Fox squirrels are found throughout eastern and central United States, south into northern Mexico, and north into Canada. Eastern fox squirrels most heavily inhabit areas which contain dense nut and fruit trees.
The eastern fox squirrel can be found in a diverse array of deciduous and mixed forests. It is commonly found throughout the piedmont and western regions of Maryland. Like other squirrels, they nest in tree cavities or build nests out of leaves in the tree tops. Eastern fox squirrels often build their nests in or near white oak trees, American beech trees, and hickory trees.
The diet of an eastern fox squirrel consists of a variety of nuts, acorns, seeds, fungi, bird eggs, and cambium beneath the bark of small branches of trees. They will bury nuts and acorns, but many are never retrieved.
Eastern fox squirrels can mate during any time of the year. Typically, they breed in December and have 1-2 litters of young per year. Forty-five days after mating, the female gives birth to a litter of 2-4 young, usually in a nest inside a hollow tree. The young, also known as pups, are born without fur and are blind. The pup’s eyes open when they are 5 weeks old and begin to climb throughout the tree when they are 7-8 weeks old. Young fox squirrels will venture down to the ground at 10 weeks old and become independent around 3 months old.
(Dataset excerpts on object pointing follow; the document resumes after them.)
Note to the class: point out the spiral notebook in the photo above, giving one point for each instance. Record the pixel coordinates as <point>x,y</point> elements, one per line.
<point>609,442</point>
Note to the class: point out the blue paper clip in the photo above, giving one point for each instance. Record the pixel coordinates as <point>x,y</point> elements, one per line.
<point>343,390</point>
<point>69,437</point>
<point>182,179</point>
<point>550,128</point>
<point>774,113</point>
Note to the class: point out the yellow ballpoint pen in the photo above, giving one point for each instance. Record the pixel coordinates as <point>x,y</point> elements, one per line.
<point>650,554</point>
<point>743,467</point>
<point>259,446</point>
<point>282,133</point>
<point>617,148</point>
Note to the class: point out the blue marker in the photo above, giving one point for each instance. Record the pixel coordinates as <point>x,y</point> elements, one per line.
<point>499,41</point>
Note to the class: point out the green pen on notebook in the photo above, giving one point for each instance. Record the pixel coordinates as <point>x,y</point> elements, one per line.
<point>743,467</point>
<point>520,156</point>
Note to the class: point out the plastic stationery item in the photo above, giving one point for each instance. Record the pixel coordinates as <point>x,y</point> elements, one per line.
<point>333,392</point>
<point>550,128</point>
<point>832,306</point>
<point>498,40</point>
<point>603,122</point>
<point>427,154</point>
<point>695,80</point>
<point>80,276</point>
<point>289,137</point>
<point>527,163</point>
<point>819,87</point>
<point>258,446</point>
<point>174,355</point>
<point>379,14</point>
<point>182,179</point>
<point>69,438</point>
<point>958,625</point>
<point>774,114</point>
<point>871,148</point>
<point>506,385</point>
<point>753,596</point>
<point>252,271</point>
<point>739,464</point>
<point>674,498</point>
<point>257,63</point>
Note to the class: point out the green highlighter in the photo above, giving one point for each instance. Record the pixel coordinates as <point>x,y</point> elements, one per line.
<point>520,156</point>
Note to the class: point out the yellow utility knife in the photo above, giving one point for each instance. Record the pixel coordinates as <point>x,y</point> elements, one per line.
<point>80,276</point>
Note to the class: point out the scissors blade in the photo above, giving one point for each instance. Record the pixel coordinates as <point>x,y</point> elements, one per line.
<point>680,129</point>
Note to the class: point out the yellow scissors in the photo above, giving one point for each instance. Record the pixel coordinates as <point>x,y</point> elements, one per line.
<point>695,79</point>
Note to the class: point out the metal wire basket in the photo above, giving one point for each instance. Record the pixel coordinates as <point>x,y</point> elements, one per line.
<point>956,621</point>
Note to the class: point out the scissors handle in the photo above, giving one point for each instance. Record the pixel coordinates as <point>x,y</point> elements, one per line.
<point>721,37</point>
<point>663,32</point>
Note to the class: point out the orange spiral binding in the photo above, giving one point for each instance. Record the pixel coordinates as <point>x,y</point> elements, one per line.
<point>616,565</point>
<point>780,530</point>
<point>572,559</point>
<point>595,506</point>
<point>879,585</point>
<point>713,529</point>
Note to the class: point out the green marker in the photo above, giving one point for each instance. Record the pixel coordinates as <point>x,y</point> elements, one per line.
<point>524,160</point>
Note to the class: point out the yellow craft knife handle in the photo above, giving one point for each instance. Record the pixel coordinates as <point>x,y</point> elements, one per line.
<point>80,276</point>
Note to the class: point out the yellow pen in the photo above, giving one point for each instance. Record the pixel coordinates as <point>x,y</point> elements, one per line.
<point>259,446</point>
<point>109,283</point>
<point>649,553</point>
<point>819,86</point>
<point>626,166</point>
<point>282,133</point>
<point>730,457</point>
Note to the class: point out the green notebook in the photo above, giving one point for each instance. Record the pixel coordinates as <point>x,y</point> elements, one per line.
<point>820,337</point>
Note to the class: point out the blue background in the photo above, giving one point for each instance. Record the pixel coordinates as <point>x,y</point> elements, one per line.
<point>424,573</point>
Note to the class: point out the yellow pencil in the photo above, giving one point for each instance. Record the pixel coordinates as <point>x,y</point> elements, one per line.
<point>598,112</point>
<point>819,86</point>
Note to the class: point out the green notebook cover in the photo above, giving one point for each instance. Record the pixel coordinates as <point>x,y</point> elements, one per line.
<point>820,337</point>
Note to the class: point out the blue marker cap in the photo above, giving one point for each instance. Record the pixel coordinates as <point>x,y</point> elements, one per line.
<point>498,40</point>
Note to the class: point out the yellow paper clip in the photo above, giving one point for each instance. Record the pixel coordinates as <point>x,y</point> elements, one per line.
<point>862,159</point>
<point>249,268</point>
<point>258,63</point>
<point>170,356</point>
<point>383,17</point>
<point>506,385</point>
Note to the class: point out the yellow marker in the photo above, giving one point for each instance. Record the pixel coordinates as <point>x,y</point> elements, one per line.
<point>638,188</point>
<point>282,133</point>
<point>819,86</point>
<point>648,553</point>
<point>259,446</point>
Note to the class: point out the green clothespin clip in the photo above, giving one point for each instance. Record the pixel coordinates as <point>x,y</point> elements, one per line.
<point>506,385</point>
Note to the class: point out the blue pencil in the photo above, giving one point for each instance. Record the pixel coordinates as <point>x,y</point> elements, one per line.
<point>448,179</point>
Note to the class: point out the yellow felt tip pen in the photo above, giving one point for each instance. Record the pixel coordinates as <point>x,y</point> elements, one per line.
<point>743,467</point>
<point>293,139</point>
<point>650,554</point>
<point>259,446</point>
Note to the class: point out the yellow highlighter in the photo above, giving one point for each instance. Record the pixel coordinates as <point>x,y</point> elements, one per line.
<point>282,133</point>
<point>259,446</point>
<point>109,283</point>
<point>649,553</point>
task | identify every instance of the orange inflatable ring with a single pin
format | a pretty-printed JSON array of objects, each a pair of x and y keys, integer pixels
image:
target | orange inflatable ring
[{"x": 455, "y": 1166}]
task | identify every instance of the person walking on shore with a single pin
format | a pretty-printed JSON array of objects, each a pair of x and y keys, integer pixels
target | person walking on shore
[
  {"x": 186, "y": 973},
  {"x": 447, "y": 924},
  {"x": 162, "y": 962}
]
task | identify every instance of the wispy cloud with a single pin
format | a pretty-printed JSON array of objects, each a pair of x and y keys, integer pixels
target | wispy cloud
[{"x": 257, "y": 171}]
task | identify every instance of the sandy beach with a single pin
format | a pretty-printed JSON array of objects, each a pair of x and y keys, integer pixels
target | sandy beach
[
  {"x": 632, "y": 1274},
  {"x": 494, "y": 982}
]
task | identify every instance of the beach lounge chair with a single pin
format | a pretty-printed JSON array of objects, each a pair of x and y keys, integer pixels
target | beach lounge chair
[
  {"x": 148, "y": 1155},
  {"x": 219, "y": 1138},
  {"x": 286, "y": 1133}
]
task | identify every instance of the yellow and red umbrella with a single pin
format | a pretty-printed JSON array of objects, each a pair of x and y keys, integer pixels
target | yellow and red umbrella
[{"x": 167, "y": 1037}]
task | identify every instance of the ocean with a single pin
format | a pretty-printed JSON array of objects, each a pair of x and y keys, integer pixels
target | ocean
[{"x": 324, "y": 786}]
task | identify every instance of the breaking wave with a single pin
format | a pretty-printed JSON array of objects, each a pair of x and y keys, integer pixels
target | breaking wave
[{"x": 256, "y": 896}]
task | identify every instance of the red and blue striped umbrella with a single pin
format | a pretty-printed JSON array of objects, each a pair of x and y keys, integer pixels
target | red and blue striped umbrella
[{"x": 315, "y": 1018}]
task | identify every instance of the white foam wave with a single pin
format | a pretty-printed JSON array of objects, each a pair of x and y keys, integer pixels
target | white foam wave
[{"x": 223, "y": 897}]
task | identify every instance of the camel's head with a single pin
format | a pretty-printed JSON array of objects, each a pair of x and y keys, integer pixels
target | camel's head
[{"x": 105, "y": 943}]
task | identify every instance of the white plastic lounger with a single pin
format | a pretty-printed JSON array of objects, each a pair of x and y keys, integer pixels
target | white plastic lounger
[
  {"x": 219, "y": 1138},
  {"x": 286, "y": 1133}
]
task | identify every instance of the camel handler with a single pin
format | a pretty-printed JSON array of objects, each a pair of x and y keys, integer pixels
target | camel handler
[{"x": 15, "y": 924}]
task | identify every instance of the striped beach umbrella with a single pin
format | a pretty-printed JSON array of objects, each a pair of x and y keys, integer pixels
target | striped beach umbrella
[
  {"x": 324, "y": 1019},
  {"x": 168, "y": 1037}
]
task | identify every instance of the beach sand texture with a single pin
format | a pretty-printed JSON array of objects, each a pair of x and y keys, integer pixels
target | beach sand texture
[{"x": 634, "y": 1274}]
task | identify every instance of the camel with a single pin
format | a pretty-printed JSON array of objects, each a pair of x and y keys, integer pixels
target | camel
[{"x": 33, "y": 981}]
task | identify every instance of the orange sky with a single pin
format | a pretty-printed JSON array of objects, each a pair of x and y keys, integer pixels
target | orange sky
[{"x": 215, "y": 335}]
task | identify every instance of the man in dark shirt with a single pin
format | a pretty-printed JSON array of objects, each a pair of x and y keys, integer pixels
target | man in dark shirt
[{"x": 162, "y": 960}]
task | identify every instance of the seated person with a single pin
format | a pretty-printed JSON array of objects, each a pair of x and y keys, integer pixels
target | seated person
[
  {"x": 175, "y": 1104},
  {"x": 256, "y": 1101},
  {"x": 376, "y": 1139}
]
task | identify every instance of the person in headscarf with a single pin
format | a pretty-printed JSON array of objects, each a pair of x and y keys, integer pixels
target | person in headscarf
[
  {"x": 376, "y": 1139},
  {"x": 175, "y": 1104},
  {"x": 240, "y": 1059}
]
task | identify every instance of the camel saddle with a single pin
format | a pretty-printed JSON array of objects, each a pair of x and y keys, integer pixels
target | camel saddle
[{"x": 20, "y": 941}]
Fox squirrels will make a series of barks or chatters, similar to those of an Eastern grey squirrel, when alarmed. They also make loud chewing sounds when feeding and a series of whines or screams during courtship.
The eastern fox squirrel is mostly a solitary animal, although it will share feeding areas with other squirrels. Fox squirrels are strictly diurnal and non-territorial. Although fox squirrels spend much of their time on the ground, they are agile climbers, impressive jumpers, and can easily span fifteen feet with horizontal leaps.
The eastern fox squirrel is managed as a small game animal in Maryland, there is an annual hunting season that has established regulations and bag limits. When populations are allowed to increase uncontrollably higher numbers of starvation and disease exist. Hunting is an effective way of managing population levels and keeping them at a healthy sustainable level. To find out more about eastern fox squirrel management, please visit the Squirrels in Maryland page.
The bones of the eastern fox squirrel are pink, while the bones of the similar eastern gray squirrel are white. Also, when eastern fox squirrels are nervous or upset, they will rapidly jerk their tail.